Andrew Tanabe [00:00:03]: Hi everybody. Welcome back to stream 4 here. This is our final talk of the evening and we've got John here who is a PhD student at Stanford and he's going to share with us some thoughts and observations on few shot code generation to autonomous software engineering with agents. So John, just want to provide a quick set of house rules here. We'll have about 20 minutes for your presentation and then 5 minutes for Q and A. I'll watch the Q and A on my side and then when it's time for that portion I'll jump back on and help out with the questions from the audience here. Otherwise, I'll give you a time check about two minutes until the end and I'll leave you to it. So John, looking forward to it.
John Yang [00:00:54]: All right, gotcha. Thank you so much, Andrew.
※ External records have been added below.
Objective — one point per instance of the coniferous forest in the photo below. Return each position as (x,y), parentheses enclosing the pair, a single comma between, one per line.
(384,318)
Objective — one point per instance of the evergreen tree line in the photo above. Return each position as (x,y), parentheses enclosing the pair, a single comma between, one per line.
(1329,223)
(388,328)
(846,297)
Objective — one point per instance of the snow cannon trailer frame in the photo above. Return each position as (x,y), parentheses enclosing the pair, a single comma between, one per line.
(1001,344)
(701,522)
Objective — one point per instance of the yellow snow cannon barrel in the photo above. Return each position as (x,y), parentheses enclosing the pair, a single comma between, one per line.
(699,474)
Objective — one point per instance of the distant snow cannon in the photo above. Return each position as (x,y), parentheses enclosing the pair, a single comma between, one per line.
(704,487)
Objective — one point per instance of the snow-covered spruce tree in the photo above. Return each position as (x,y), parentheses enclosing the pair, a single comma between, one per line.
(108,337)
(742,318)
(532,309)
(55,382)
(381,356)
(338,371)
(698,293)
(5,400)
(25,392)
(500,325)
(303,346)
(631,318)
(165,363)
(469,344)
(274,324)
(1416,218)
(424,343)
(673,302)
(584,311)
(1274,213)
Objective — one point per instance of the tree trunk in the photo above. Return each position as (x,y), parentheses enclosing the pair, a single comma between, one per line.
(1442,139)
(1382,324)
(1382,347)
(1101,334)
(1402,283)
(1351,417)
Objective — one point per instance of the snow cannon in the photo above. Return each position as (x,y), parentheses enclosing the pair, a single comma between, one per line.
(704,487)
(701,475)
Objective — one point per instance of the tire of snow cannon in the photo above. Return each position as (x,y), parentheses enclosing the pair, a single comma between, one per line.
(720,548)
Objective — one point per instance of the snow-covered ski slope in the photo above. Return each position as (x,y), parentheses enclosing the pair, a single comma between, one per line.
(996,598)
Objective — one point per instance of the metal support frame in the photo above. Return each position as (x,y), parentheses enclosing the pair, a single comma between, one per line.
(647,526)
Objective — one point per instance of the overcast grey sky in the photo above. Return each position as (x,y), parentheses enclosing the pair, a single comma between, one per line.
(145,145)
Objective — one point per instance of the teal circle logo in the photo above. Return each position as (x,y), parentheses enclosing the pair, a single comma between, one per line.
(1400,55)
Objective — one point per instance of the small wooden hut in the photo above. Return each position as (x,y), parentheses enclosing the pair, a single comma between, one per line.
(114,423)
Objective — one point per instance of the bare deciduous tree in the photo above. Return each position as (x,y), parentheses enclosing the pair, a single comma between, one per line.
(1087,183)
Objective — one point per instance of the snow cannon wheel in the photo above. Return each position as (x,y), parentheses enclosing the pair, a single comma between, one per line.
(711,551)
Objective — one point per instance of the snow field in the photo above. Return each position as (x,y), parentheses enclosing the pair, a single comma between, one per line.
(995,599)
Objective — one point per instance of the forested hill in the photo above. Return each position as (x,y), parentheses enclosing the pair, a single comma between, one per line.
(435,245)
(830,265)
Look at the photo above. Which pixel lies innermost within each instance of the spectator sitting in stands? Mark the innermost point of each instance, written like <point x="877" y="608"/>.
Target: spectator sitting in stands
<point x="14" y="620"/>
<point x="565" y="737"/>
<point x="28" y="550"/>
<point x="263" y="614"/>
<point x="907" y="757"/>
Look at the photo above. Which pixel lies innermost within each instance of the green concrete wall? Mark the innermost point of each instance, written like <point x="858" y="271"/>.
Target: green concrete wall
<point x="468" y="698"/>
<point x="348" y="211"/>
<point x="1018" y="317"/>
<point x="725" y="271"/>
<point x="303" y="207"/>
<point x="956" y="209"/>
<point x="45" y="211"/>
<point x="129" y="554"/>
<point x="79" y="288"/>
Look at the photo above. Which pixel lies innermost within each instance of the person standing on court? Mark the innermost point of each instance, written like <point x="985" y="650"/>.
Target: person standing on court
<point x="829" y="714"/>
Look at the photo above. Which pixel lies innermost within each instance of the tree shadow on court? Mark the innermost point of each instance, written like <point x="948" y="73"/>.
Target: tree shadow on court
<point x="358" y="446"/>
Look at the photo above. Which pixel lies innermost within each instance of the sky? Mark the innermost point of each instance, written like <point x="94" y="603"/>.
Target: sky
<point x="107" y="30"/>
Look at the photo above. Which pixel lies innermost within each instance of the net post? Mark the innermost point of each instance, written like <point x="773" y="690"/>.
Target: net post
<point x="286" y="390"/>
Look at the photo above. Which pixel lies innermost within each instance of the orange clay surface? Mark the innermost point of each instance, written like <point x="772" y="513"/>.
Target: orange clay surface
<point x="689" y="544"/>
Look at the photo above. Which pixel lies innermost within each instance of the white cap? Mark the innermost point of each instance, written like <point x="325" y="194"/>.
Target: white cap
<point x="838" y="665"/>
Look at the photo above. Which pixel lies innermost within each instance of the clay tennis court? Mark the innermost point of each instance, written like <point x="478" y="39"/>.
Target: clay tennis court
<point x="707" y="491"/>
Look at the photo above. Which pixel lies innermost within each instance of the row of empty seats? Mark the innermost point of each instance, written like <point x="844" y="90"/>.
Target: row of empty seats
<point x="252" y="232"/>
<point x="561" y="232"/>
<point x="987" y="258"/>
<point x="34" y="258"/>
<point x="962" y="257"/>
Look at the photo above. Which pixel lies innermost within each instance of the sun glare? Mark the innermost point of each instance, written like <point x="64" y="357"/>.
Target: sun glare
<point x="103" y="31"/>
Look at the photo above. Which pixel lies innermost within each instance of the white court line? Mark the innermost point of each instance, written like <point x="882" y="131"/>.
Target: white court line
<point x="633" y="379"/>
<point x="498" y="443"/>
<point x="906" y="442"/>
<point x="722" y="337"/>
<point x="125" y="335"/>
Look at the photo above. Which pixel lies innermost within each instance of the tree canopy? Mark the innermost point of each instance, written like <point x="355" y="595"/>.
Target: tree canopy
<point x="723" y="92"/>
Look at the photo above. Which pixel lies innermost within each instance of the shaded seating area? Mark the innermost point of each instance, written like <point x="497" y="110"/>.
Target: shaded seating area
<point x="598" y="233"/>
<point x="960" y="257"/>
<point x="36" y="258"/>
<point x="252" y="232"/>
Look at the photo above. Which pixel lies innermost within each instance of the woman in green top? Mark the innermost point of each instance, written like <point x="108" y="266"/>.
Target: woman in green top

I really appreciate it. Cool. Good afternoon, Good evening to wherever you are in the world. It's really nice to be invited. I'm super excited to share a little bit of my ongoing work to this great community. So, yeah, as Andrew mentioned, my name is John.
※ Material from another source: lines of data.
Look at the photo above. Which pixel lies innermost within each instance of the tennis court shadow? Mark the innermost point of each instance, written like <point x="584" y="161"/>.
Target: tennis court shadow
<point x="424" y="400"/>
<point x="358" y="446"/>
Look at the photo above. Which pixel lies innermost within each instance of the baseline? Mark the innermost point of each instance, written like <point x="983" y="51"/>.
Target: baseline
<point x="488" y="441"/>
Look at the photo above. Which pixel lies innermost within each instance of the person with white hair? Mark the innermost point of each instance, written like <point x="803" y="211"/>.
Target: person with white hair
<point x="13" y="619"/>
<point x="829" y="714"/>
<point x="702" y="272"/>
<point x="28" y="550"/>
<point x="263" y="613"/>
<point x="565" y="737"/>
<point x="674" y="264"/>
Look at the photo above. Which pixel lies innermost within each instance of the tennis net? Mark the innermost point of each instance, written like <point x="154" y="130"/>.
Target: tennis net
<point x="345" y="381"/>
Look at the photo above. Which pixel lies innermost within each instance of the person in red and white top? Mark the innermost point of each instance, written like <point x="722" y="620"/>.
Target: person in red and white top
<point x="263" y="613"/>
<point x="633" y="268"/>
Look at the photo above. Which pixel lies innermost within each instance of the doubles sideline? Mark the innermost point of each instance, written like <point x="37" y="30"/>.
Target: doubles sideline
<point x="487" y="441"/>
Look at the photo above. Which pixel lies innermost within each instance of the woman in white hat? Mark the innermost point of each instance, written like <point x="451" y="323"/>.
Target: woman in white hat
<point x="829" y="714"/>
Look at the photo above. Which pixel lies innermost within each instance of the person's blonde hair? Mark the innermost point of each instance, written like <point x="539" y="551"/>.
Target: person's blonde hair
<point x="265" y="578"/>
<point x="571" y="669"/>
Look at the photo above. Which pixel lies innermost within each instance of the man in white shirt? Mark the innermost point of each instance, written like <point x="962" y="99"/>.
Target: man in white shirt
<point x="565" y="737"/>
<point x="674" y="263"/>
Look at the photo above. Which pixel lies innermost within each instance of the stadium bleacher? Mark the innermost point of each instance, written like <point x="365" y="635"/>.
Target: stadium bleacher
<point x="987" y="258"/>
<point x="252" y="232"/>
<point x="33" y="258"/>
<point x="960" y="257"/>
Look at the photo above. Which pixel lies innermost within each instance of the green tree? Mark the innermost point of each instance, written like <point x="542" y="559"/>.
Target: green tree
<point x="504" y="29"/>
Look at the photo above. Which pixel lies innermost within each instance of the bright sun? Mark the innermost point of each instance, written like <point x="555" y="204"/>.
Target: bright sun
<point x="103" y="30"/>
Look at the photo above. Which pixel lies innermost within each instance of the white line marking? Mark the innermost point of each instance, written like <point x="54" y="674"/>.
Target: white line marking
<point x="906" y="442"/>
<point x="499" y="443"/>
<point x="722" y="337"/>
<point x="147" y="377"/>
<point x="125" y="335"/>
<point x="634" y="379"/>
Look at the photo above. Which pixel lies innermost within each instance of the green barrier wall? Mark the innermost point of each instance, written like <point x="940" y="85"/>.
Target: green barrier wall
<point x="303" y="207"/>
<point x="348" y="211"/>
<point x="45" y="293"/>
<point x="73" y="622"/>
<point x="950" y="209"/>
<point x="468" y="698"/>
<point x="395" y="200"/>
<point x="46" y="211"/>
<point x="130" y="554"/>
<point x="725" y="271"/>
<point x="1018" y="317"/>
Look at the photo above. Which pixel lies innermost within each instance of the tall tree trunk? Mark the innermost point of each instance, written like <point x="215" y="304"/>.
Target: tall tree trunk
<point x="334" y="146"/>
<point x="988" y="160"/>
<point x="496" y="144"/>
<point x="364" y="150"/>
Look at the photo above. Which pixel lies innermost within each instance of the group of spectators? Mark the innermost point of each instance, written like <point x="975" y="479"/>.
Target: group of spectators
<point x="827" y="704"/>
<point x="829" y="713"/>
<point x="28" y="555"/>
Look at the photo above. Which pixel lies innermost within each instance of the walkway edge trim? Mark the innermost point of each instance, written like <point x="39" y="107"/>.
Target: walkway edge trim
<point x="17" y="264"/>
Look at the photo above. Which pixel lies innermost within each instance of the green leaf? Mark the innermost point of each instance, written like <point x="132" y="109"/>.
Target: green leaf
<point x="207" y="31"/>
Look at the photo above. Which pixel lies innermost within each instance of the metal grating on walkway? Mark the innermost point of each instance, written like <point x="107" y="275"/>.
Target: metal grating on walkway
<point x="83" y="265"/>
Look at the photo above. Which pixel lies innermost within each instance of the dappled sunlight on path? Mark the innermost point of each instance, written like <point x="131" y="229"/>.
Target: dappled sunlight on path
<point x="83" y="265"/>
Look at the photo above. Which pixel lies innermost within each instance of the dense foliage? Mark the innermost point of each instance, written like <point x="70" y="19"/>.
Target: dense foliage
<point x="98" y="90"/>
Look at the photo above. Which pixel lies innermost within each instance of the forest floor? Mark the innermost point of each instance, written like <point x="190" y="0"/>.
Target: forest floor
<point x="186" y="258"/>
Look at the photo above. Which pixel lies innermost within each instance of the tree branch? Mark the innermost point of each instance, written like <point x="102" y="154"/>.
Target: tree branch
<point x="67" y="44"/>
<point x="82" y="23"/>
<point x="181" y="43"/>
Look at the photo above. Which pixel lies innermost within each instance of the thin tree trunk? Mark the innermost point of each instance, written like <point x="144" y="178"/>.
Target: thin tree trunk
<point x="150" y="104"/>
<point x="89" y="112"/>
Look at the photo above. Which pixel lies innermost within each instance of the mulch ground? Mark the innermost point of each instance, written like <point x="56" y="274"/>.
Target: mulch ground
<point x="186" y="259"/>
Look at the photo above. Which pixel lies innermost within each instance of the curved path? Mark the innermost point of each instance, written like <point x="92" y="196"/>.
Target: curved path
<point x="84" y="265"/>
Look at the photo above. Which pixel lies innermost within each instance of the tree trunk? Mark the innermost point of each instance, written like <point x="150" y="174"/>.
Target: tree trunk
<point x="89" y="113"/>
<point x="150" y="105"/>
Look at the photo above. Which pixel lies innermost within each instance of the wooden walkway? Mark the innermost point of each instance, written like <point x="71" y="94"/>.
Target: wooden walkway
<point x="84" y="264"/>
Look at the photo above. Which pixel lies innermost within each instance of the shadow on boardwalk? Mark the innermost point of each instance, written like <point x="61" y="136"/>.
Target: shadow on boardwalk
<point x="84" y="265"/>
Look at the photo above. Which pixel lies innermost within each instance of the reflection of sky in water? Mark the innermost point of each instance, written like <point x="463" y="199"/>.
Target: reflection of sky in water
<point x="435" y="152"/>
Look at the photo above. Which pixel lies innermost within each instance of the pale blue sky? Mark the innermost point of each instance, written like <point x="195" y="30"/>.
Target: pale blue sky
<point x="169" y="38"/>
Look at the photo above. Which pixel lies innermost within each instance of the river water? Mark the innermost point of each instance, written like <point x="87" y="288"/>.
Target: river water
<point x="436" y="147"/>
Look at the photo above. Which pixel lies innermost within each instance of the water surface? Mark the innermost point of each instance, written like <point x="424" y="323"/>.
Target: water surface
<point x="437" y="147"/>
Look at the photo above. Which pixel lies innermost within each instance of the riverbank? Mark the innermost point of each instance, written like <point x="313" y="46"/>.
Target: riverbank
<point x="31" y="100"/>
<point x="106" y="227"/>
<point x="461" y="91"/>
John Yang [00:01:13]: I'm currently a first year PhD at Stanford University. I'm working with Professor De Young and before this I was also at Princeton University working with Professor Karthik Narasimhan, both of which have kind of been my advisors throughout the course of these projects. So for today's presentation, what I'm going to do is sort of introduce this suite of works that have really set the landscape for how we evaluate and think about the development of AI agents specifically for software engineering, not only in the past couple of months, but also leading forward in the future. Cool. So as you may be aware, this year, starting in March with the announcement of Devin from Cognition Labs and also the Open Source Alternative Suite Agent, which I will talk about, AI software engineering has been all the hype. There's been a lot of excitement around taking language models, adding a good amount of scaffolding and programmatic reasoning to it that enables it to solve real world software engineering issues like GitHub problems and creating pull requests. And since the beginning of this year, we've seen a flurry of submissions to Sweep. So what I'm going to do in this talk in particular is just kind of COVID the history of how these projects were developed and in the process kind of offer some insights on where exactly the field has been going and what potential directions there are in the future and what we might sort of see as sort of the future of how AI collaborates with human software engineers.
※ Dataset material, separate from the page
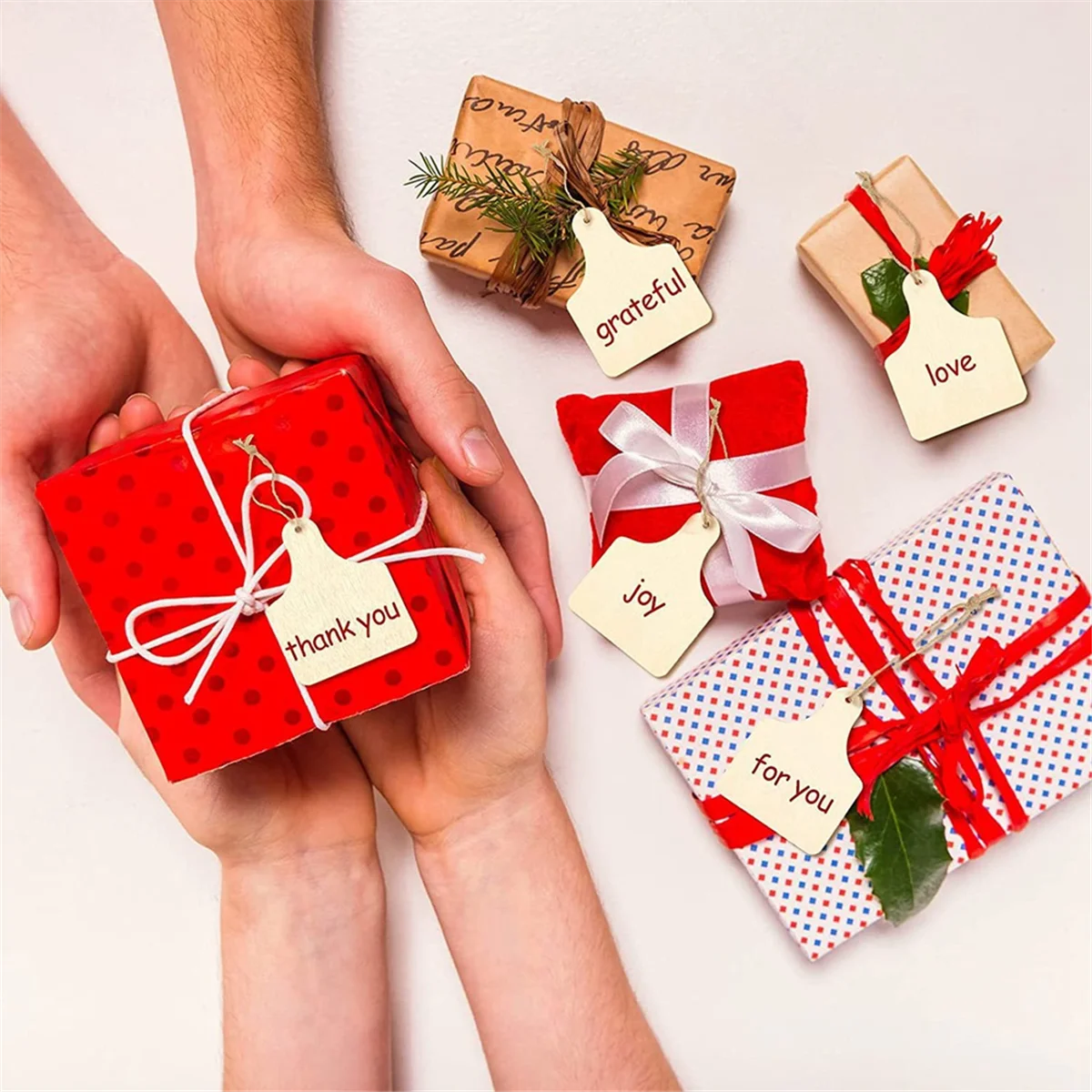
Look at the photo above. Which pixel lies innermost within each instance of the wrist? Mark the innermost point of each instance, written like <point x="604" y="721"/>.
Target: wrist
<point x="327" y="883"/>
<point x="492" y="829"/>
John Yang [00:03:00]: Cool. Great. So the first project I'm going to cover is Sweep, which is very much this benchmark that did a lot to characterize what it means for a system to perform software engineering and how do we evaluate the performance of language model based systems on such a complicated task. So the original inspiration for this project back in, I want to say July of last year, was that the state of the art when it came to evaluating language models like ChatGPT or Claude and Anthropic was to do it sort of with two styles. One style, which is still very popular today, is this kind of potpourri style. So within the research literature there are things like MMLU or Superglue, if you're not familiar with these terms, where you might have seen them before is whenever OpenAI or Anthropic or Google or Meta do a release of a new model, they'll kind of tell you, oh, this is how well our models perform on these benchmarks. And these benchmarks tend to be a huge collection of a lot of these kind of mutually distinct tasks. But then if you evaluate on a lot of them, the conclusion is that you would get a good picture of how well it does on translating from English to French or recognizing different proper nouns, or doing sentiment analysis.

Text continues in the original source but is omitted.